Neste 1 de maio de 2013, comemoramos os 127 anos do Dia do Internacionalismo Proletário. O primeiro de Maio de 1886, marcado pelas históricas greves e batalhas operárias de Chicago, Estados Unidos, foi o dia em que os grandes mártires da luta da classe operária, Albert Parsons, Adolph Fischer e George Engel verteram seu generoso sangue para impor sobre a burguesia norte-americana e internacional aquela que era a principal reivindicação dos trabalhadores a nível mundial: a jornada de trabalho regularizada de 8 horas. As enormes manifestações de Chicago duramente reprimidas pela burguesia, longe de enterrarem o movimento popular e a luta pela jornada de 8 horas, fez somente aumentar a revolta do povo e o ímpeto pelo prosseguimento das grandes demonstrações.

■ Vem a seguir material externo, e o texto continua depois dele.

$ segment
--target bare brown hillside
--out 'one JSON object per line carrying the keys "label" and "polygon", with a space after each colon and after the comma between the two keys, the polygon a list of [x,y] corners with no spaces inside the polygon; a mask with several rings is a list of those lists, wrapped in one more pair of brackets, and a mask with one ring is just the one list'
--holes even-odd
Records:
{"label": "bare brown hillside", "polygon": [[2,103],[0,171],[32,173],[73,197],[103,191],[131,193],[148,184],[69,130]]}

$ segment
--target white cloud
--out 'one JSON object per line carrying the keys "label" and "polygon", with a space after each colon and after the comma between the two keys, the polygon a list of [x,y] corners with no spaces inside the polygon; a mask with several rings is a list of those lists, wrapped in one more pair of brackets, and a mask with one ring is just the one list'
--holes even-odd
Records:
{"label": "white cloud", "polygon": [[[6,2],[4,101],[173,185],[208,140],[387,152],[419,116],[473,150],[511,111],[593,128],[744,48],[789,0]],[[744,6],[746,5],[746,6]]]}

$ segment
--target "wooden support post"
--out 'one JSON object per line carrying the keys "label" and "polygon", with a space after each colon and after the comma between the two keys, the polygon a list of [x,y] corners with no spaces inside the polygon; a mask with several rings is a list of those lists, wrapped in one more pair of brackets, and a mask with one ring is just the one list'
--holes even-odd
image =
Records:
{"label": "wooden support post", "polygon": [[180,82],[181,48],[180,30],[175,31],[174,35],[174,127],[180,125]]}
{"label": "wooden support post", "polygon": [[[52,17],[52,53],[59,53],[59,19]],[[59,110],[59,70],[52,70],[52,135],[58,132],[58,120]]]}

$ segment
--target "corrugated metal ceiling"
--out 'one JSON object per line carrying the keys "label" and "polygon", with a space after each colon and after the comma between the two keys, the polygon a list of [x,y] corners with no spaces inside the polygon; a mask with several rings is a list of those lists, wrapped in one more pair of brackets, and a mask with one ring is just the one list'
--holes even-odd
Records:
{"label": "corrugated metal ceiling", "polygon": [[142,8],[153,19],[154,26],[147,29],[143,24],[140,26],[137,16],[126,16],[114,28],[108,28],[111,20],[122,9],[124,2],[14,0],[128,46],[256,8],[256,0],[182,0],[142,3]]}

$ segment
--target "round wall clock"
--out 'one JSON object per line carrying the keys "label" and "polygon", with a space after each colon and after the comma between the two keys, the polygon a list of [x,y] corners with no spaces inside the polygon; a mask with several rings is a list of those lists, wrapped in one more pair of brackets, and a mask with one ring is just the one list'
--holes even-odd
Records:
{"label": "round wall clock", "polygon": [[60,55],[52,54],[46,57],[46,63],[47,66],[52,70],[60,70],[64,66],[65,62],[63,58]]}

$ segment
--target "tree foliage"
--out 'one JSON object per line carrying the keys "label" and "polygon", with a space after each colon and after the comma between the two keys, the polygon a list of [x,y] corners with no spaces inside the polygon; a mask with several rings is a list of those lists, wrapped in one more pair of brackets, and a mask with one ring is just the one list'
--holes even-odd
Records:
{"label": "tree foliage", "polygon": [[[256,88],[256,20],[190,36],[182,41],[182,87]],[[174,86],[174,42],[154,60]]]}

Graças à enorme pressão popular, foram libertados anos depois os operários Michael Schwab, Oscar Neebe e Samuel Fielden.

Após sequências de grandes lutas, enfim o proletariado norte-americano conquistou o direito às 8 horas diárias de trabalho.

Àqueles que deram suas vidas pela vitória da classe operária, lembramos constantemente. Tais heróis são e serão para sempre a grande fonte de inspiração dos comunistas brasileiros em sua luta revolucionária.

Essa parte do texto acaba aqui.